Classical RNA interference is the action of siRNA, the other short RNAs (microRNAs and antigenrnas) resemble interference to some extent by the mechanism of action, but do not fit into the usual scheme. Therefore, some scientists consider this to be interference, while others distinguish it into separate groups.
Pitfalls and reefs of RNA therapyDespite promising preliminary results, RNA therapy is still in the experimental stage.
The main problem is to make RNA stable, to protect it from degradation in living cells. Modern RNA-based drugs remain in the body for 14 to 30 days, which is enough to get a therapeutic effect, but it takes longer to treat chronic diseases. Theoretically, some chemical modifications of RNA can make it less vulnerable to internal RNA-destroying enzymes.
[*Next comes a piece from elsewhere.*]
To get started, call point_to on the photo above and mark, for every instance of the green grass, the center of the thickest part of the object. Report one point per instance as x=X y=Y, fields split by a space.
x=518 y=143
However, the problems do not end there. Even very short RNAs are not able to cross the blood–brain barrier - a barrier that protects neurons from the penetration of various substances from the blood that may be toxic to the brain. Unfortunately, RNA fragments also fall into the category of such molecules. To deliver RNA to the brain, you have to use sophisticated techniques: for example, you can use a non–pathogenic vector - a delivery molecule that, being absolutely harmless, is able to get into the hidden corners of the body and drag the RNA attached to it there.
It is known that adenovirus-containing vectors are usually preferred by nerve cells, so Beverly L. Davidson from the University of Iowa uses such vectors for targeted delivery of RNA, which disrupts the gene that produces the huntingtin protein. In experiments on mice, this approach gives good results, so the next step will be testing on monkeys.
Another interesting way of delivering RNA to the brain is used by Swami's group (Manhjunath N. Swamy) from the Medical Faculty of Harvard University (Harvard Medical School). During the experiment, RNA is bound to a short peptide that is isolated from the rabies virus. This glycoprotein selectively binds to acetylcholine receptors on nerve cells. Thus, siRNA appears on the surface of neurons and gets the opportunity to penetrate inside. In animal experiments, this method was used to defeat deadly encephalitis. RNA can be anchored not only on protein molecules, but also on lipids or artificial polymers. It remains only to make sure that such "carriers" are non-toxic to cells.
In addition to delivery to hard-to-reach organs, side effects of RNA therapy create a lot of problems. The difficulty lies in the fact that the side effect can be adequately traced only during the use of a new drug on humans: animal experiments in this case give only approximate knowledge or reveal only the most severe side effects.
Despite many difficulties, the development of RNA therapy is worth it, because it allows you to influence the work of organs at the most subtle level – at the level of genes. Changing the situation "at the root", at the earliest stages – so far the most reliable way to cure serious ailments, the only hope of many millions of people.